「久島さんにも差し入れるの?」
「…何故、先生にもなんだ」
 ミナモのとんでもない問いに、ソウタは呆れた声になる。その彼の態度が不満だったらしい。ミナモは唇を尖らせる。
「だって、久島さんだけ除け者ってのも」
「何だそりゃ」
 ソウタはますます呆れてしまう。どうやらこの妹には、久島永一朗と言う人物がソウタ直属の上司かつ電理研の統括部長であると言う意識が、全くないらしい。ミナモの中では彼の存在は、あくまでも「波留さんの親友」と処理されている様子だった。
 彼女は、人工島における最重要人物のひとりと気楽に会話を交わしている日々なのだが、それを自覚していないのは良い事なのだろうか。ソウタには判らなかった。しかし、他人の威を狩るよりはマシだとは思っている。その辺りは、彼女の美点であると認めざるを得ない。
 それはともかく、ソウタは妹に、冷静に現実を伝えた。
「大体、先生は全身義体だから、無理だ。これは食べられない」
 久島は82歳の生身ではなく、30代の容貌を全身義体化によって保っている人物だった。彼の身体を形作る要素は、アンドロイドのホロンと変わらない。そのために彼はホロン同様に、人間仕様の食事は全く出来ない状況だった。
「そっかあ。残念ね」
 ミナモは自身の台詞で表された内容が、態度にも出ている。本当にこの妹は判り易いと兄は思った。
 ――と言うか、何か?俺にプリン片手に電理研に出社しろってのか?そして先生のオフィスで、先生に対してプリンを差し出せってのか?この妹は。

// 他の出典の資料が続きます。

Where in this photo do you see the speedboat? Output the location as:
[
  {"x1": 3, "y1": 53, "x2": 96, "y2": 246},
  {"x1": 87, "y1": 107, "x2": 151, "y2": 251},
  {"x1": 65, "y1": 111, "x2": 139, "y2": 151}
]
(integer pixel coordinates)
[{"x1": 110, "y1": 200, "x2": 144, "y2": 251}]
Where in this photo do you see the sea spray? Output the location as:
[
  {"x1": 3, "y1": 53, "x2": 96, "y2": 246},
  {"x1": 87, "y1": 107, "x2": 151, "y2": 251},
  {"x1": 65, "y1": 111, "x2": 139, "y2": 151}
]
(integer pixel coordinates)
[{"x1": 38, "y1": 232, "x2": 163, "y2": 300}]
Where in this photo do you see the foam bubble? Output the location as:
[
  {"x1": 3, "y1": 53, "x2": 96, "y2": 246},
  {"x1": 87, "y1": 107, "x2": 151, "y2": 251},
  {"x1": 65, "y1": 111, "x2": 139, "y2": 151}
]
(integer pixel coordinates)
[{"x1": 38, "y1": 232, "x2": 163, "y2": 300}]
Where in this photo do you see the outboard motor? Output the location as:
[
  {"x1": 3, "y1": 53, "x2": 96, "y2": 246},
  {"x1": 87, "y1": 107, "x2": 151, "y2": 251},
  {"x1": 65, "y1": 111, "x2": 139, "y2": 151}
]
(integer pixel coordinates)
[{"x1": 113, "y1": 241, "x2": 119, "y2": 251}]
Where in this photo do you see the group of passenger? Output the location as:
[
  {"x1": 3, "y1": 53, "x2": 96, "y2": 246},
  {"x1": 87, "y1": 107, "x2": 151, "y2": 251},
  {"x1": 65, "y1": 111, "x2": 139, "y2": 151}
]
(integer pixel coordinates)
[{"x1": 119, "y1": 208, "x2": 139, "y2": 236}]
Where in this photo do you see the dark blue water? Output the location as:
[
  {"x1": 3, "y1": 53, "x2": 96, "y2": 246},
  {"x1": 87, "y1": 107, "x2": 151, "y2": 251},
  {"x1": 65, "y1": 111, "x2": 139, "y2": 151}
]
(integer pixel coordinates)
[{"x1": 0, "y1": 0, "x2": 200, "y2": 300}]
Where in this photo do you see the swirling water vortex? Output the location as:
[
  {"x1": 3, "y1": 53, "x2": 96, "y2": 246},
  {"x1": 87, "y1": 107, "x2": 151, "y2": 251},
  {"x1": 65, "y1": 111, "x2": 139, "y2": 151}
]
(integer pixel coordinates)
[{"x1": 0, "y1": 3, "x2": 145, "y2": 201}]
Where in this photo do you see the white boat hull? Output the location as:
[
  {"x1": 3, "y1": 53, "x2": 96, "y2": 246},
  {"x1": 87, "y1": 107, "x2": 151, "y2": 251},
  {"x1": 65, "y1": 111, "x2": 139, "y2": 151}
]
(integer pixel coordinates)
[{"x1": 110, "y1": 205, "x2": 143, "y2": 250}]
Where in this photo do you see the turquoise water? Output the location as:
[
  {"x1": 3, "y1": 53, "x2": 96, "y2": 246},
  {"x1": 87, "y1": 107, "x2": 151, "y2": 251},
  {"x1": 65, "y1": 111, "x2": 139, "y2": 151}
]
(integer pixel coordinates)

 ソウタにとって、それはあまり想像したくない光景だった。
 仮にそんな事をすれば、彼の上司である久島は一体どんな態度を取るのだろうかと思う。
 昔だったら呆れたような、奇妙なものを見るような顔をされるだろうと想像出来た。が、どうも最近の久島を見ていると必ずしもそうではないような気も、彼にはしている。目覚めた波留との付き合いが久島を変えつつあるのか、それともそもそもの彼の素があんな感じだったのか――。
 ともかく、本当にこの妹の感性は、彼にとっては良く判らない代物である。